COLUMBUS — Darrin Dubas took a seat behind the steering wheel.

He watched the computer monitor in front of him while maneuvering a combine through a field of crops. It was all part of a simulation farming game students like Dubas are using to learn about precision agriculture at Central Community College-Columbus.

That learning takes place at the Nebraska Precision Ag Center for Excellence (N-PACE), which was added to the campus in 2015 and hosted an open house last week.

Established through a $2.5 million grant from the U.S. Department of Labor that funded centers at both the Columbus and Hastings campuses, the program gives students the opportunity to major in precision agriculture.

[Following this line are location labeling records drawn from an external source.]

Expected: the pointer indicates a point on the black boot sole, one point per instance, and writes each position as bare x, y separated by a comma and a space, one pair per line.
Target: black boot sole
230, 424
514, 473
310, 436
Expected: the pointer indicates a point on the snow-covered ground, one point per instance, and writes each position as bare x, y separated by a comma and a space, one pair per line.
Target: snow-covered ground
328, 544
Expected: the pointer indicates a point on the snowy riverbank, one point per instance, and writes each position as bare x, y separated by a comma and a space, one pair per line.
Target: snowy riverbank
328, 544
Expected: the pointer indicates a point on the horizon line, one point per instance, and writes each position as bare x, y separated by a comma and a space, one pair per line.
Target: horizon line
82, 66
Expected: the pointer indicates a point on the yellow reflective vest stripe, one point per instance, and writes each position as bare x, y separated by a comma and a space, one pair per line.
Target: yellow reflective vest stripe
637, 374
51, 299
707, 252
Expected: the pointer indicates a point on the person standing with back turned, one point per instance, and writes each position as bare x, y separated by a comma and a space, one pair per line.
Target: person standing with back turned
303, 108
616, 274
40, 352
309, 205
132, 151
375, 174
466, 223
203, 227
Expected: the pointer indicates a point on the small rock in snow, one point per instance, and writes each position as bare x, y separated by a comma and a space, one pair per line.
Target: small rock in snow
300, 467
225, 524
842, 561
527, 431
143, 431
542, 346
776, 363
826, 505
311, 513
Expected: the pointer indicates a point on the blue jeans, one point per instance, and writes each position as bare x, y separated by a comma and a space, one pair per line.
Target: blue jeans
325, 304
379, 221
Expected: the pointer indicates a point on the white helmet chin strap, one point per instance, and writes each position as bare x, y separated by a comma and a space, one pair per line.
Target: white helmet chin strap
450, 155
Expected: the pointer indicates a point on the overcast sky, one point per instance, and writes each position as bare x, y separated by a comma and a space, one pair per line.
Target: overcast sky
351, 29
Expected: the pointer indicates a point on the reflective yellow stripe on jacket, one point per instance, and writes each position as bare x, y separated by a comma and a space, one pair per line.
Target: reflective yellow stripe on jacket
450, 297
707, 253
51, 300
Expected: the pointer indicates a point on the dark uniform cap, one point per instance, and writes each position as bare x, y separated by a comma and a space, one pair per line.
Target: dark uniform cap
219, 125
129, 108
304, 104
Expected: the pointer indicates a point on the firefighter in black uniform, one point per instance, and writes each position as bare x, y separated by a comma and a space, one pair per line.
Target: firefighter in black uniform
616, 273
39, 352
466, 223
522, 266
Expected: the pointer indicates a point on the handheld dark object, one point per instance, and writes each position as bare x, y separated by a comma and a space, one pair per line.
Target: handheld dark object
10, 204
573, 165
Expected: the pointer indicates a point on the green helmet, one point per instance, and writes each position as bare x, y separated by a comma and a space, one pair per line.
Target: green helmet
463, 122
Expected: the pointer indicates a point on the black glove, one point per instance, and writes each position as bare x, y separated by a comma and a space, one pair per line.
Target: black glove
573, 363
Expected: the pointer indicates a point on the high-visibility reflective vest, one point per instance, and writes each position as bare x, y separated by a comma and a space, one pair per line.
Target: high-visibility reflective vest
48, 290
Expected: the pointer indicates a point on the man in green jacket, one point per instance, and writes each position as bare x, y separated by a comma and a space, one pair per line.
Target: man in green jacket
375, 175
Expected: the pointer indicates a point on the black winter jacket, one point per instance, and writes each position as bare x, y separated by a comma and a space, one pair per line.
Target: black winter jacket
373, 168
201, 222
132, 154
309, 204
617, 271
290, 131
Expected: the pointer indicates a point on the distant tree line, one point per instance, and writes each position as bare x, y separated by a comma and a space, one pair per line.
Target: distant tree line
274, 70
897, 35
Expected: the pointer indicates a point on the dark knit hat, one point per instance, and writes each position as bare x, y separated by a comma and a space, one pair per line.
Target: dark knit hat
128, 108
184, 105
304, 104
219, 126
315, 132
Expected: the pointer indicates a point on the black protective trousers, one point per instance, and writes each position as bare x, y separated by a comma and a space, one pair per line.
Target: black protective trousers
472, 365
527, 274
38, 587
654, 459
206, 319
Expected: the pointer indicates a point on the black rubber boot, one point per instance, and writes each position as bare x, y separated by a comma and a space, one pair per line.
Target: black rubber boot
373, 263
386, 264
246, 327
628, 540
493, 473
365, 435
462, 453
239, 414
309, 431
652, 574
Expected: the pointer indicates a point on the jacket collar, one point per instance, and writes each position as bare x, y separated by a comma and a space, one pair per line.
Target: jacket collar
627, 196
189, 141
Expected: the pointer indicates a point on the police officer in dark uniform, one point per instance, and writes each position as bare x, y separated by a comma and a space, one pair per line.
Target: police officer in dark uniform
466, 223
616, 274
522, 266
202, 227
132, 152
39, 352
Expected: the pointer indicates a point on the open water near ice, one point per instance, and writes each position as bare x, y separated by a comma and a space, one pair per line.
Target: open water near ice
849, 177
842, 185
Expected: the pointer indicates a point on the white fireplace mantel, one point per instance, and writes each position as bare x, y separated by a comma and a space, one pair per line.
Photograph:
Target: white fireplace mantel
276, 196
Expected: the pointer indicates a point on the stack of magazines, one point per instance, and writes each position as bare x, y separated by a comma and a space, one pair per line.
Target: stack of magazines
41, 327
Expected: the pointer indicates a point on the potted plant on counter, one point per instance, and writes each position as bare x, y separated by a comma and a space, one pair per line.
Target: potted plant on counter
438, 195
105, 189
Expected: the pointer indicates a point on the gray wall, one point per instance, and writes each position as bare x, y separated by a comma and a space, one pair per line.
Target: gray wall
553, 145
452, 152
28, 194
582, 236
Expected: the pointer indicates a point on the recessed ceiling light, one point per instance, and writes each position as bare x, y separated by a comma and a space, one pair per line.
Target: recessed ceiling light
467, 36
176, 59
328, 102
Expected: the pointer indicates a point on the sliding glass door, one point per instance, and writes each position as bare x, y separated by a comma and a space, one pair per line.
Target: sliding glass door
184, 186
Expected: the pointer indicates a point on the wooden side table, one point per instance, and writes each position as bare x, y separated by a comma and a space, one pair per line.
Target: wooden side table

“Central is the only school in Nebraska that offers a degree program in precision agriculture. Other programs offer a certificate, but nothing that is a degree,” said Amy Novak, N-PACE project director.

She said CCC sees a growing trend in precision agriculture, which incorporates technology into farming.

The four-year grant was awarded in 2014 and a curriculum was developed and implemented at the college two years ago. Classes include GPS data collection, water management, GIS mapping, data management and precision ag equipment and software.

An introduction course touches on various parts of precision ag.

Technology has become a big part of farming.

“One thing that’s changed today versus 20 years ago is we do a lot of farming on a computer,” said ag instructor Chase Janssen.

He said computers are used to operate drones and autonomous tractors, as well as collect data to make the best decisions for planting, fertilizer application and tillage.

Precision agriculture tools have been available for 15-20 years and almost every producer has some type of precision equipment on their farm. Janssen said the most innovative farmers use drones, self-driving tractors and computer systems.

There has been a mix of students taking courses in the precision ag program. Some work in the industry, like seed dealers who bring what they learn back to their business. Others are traditional students fresh out of high school who use the knowledge gained in the classroom on the family farm.

“These younger farmers are taking these ideas back to dad and grandpa, who want to try (precision ag) but don’t know a lot about it. So they send the kids to school to learn something about it and bring it back to them,” Janssen said.

Classes in the program are offered at the Columbus and Hastings campuses, as well as online. The Columbus center, located in the North Education Building, is equipped with farming simulators and drones.

Jerry Dunn, N-PACE student success coach and recruiter, said not all of those enrolling in the classes have farming experience. Providing opportunities for those students is another benefit of the program.

“What we try to tell our kids is you don’t have to come from a farming background and you don’t have to be male to get into this kind of an industry and to get jobs,” he said.

Janssen said some of those students experience a side of agriculture they didn't know exists.

“We get a lot of students who have no background in ag. They come into class not knowing a whole lot and it really opens their eyes. They come take a couple classes and next thing you know they are enrolled in a major,” he said.